Department of Clinical Pharmacology, School of Medicine, Flinders University, Adelaide.
Flinders Centre for Innovation in Cancer, School of Medicine, Flinders University, Adelaide, Australia.



Monoclonal antibodies (mAbs) targeting the epidermal growth factor receptor (EGFR) prolong survival in metastatic colorectal cancer (mCRC) Kirsten rat sarcoma viral oncogene (KRAS) exon 2 wild-type tumors. Recent evidence has suggested that other RAS mutations (in exons 3 and 4 of KRAS and exons 2, 3 and 4 of a related gene, NRAS) may also be predictive of resistance.


Systematic review and meta-analysis of randomized, controlled trials (RCTs) evaluating anti-EGFR mAbs that have assessed tumors for new RAS mutations. Tumors with the new RAS mutations were compared with both tumors without any RAS mutations and tumors with KRAS exon 2 mutations with respect to anti-EGFR treatment progression-free survival (PFS) and overall survival (OS) benefit.
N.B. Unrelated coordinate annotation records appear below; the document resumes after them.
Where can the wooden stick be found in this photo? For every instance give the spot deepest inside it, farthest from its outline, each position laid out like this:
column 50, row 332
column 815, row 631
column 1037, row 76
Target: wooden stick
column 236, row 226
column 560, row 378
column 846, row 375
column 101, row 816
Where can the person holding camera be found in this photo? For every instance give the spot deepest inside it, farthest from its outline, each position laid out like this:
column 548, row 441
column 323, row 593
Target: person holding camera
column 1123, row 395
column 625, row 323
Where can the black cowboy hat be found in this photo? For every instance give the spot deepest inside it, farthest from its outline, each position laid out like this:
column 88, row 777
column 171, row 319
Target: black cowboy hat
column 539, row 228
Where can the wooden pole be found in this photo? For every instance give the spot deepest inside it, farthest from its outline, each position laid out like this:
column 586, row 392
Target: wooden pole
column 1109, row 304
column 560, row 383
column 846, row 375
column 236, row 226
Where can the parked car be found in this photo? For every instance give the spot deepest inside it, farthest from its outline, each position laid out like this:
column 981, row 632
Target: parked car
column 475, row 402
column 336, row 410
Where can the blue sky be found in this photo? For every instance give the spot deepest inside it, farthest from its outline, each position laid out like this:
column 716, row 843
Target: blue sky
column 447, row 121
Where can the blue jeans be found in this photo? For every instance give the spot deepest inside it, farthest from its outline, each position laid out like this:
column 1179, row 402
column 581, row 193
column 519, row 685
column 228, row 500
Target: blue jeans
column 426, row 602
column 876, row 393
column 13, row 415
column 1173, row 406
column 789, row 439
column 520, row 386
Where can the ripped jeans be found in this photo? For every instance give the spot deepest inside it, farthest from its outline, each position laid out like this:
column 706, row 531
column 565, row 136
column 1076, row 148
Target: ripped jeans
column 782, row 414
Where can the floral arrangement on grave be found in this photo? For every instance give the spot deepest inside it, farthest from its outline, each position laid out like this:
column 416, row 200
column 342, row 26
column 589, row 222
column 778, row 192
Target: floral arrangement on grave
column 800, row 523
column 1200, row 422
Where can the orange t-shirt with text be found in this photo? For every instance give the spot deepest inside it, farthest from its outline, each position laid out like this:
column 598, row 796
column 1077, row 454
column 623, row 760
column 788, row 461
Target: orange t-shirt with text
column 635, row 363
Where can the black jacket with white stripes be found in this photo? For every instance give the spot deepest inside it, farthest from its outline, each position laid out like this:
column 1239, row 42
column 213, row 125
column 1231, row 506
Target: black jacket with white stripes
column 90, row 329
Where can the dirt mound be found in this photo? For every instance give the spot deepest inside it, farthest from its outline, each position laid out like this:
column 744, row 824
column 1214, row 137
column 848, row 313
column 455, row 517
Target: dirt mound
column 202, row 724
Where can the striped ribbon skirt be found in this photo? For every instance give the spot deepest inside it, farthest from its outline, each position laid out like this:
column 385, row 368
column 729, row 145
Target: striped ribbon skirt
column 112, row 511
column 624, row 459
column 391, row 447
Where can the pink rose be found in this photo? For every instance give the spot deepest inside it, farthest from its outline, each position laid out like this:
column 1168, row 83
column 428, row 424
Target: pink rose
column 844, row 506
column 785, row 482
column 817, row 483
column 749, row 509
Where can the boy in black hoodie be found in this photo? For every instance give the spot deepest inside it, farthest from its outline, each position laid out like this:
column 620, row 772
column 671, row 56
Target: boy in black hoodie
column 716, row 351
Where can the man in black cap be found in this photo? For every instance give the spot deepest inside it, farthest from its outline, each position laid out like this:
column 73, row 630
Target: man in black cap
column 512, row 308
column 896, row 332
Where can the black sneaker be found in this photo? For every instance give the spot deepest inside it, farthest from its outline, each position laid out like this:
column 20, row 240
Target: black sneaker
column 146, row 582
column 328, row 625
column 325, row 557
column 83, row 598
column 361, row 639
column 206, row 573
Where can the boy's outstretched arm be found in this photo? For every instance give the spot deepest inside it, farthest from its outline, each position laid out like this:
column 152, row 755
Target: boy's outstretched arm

Nine RCTs comprising a total of 5948 participants evaluated for both KRAS exon 2 and new RAS mutations met the inclusion criteria. Approximately 20% of KRAS exon 2 wild-type tumors harbored one of the new RAS mutations. Tumors without any RAS mutations (either KRAS exon 2 or new RAS mutations) were found to have significantly superior anti-EGFR mAb PFS (P < 0.001) and OS (P = 0.008) treatment effect compared with tumors with any of the new RAS mutations. No difference in PFS or OS benefit was evident between tumors with KRAS exon 2 mutations and tumors with the new RAS mutations. Results were consistent between different anti-EGFR agents, lines of therapy and chemotherapy partners. Anti-EGFR mAb therapy significantly improved both PFS {hazard ratio 0.62 [95% confidence interval (CI) 0.50-0.76]} and OS [hazard ratio 0.87 (95% CI 0.77-0.99)] for tumors without any RAS mutations. No PFS or OS benefit was evident with use of anti-EGFR mAbs for tumors harboring any RAS mutation (P > 0.05).


Tumors harboring one of the new RAS mutations are unlikely to significantly benefit from anti-EGFR mAb therapy in mCRC.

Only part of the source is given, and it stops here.